Já o filme High-Rise
(No topo do poder), 2014, dirigido pelo Britânico Ben Wheatley, produzido por Jeremy Thomas e baseado na obra
homônima de James Graham Ballard. O filme
situa-se no fim da década 70, período emblemático em que as ideias neoliberais
começam a despontar na Inglaterra e no mundo, tendo como ambiente um enorme
edifício de luxo, da qual recebe um novo morador, o médico Robert Laing. Logo,
o protagonista, que ocupa uma posição mediana no prédio, se vê numa briga entre
os moradores dos andares superiores e inferiores. Essa desavença entre os
residentes revela uma luta de classes própria do sistema capitalista, em que os
ocupantes dos andares superiores (a suposta elite) culpam os moradores dos
andares inferiores pelo mal funcionamento das estruturas do edifício. É daí que
desencadeia toda confusão, que provoca ações revoltosas levando ao mais
completo caos. O edifício trata-se de uma alegoria, um arquétipo da sociedade,
que como tal divide-se em classes sociais e cujas desigualdades tornam-se
evidentes. No entanto, essas desigualdades não são aceitas por aqueles que
ocupam as camadas mais inferiores, desdobrando-se em manifestações, muitas
vezes violentas.
Um
destaque importante no filme é em relação ao protagonista, que por pertencer
aos patamares medianos, se vê expulso da festa temática da elite que reside os
andares superiores. High-Rise (No topo do poder) nos dá uma sátira de um
microcosmo distópico em que as diferenças sociais podem acirrar os ânimos e
tornar o confronto inevitável.

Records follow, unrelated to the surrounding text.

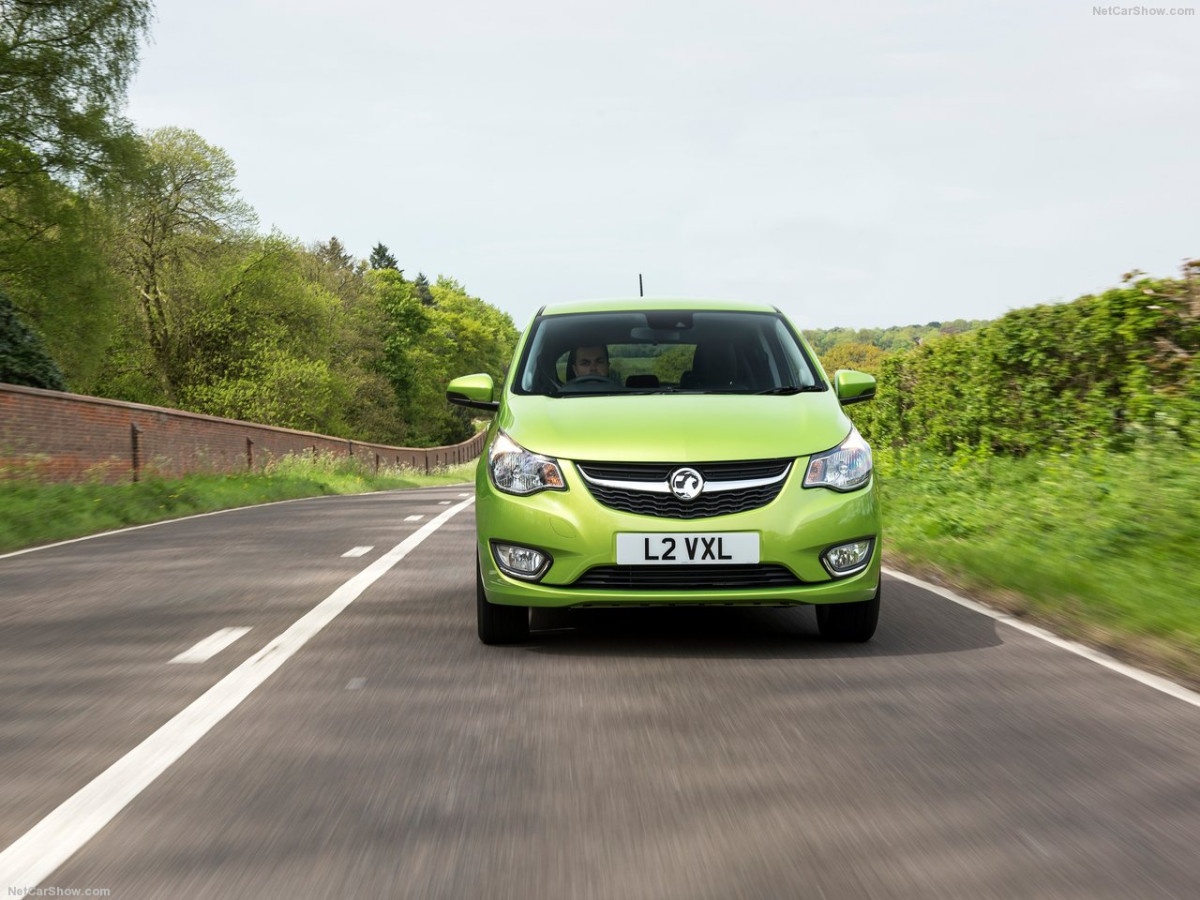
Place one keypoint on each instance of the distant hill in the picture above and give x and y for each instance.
(897, 337)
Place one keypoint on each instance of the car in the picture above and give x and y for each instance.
(688, 453)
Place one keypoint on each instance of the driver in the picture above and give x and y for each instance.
(588, 361)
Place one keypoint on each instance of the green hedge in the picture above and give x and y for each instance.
(1101, 371)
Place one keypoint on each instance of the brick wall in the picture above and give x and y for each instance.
(67, 437)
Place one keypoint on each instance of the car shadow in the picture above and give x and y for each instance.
(912, 622)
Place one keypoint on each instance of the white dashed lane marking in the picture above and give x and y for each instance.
(211, 646)
(52, 841)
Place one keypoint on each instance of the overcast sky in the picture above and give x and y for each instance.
(867, 165)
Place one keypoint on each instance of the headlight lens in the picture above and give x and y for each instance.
(847, 467)
(514, 469)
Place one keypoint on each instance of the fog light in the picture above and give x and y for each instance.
(847, 558)
(525, 563)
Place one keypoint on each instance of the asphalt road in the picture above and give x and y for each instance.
(383, 753)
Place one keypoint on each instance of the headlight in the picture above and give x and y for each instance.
(847, 467)
(514, 469)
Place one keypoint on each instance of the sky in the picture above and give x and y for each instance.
(861, 166)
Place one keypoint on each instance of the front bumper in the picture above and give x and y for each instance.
(580, 533)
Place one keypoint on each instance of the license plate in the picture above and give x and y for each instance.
(688, 549)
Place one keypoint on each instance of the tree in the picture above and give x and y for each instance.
(64, 70)
(382, 258)
(421, 289)
(23, 359)
(181, 205)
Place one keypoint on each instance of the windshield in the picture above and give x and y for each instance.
(664, 351)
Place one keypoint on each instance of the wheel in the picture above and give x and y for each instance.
(850, 622)
(498, 624)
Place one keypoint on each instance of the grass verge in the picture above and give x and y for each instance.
(34, 513)
(1103, 547)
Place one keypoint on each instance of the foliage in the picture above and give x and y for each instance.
(382, 257)
(23, 359)
(455, 334)
(1102, 371)
(64, 70)
(889, 340)
(1101, 545)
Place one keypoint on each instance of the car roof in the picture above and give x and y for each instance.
(637, 304)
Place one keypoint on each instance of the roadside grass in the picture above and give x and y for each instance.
(33, 511)
(1102, 546)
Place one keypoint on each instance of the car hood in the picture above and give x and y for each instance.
(675, 427)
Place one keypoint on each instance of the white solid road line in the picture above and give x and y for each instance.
(52, 841)
(1151, 681)
(210, 646)
(205, 515)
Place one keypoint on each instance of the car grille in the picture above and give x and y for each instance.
(687, 577)
(630, 496)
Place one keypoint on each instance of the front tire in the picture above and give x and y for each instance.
(851, 623)
(498, 624)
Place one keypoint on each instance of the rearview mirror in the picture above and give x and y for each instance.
(473, 391)
(853, 387)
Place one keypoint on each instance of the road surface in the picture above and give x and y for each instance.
(340, 732)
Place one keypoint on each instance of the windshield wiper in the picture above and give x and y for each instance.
(789, 391)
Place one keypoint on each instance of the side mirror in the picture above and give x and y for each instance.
(473, 391)
(853, 387)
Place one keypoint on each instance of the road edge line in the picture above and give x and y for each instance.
(37, 853)
(1102, 659)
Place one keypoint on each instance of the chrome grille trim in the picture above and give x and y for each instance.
(643, 489)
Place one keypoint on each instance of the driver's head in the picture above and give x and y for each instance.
(588, 360)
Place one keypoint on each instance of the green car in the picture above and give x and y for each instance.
(672, 453)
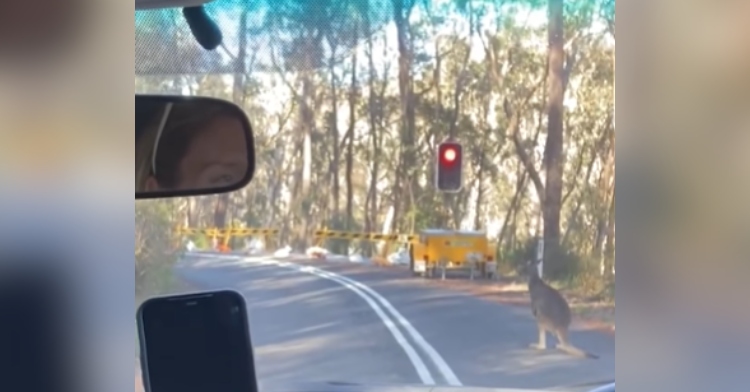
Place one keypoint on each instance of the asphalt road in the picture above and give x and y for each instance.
(330, 323)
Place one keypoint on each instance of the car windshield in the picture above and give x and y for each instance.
(414, 160)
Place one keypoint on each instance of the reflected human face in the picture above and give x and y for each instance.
(216, 158)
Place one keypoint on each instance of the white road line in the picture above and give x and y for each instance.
(442, 366)
(436, 358)
(419, 365)
(360, 289)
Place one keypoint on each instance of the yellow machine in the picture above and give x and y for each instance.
(447, 249)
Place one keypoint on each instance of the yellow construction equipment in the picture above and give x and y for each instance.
(445, 249)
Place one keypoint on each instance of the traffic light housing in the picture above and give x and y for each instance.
(448, 173)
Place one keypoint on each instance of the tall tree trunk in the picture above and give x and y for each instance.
(553, 151)
(335, 163)
(353, 94)
(405, 183)
(238, 95)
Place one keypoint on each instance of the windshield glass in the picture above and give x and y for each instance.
(357, 265)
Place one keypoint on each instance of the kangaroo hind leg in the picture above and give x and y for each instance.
(542, 343)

Outro ponto a ser destacado no filme, faz
referência ao arquiteto que projetou o prédio - morador da cobertura, como
alguém que a princípio seria o controlador de tudo. Alegoricamente, poderíamos
comparar o arquiteto como um criador, uma espécie de tecnocrata que detém o
poder para interferir nos modus operandi daquela sociedade
microcósmica. Porém, este suposto poder do arquiteto não se configura, dado que
ali introduziu-se um ambiente de guerra, caótico e impossível de governar a
partir do momento em que a democracia foi rompida. Enfim, o filme
trate-se de uma crítica social e econômica daquilo que vivemos hoje no mundo
neoliberal, colocando em pauta as desigualdades, o preconceito e principalmente
onde poderá se chegar caso essas diferenças tornem-se ainda mais abissais. Pois
não estamos muito longe de uma convulsão classes. Ambos os filmes trazem
em sua temática problemas cotidianos, questões ligadas as diferenças sociais e
as desigualdades de renda. Percebe-se que os dois filmes têm como palco a cidade
grande, local em que as pessoas procuram realizar seus desejos, obter
oportunidades e desenvolver-se profissionalmente. No entanto, acabam frustradas
nessas ilusões meramente capitalistas.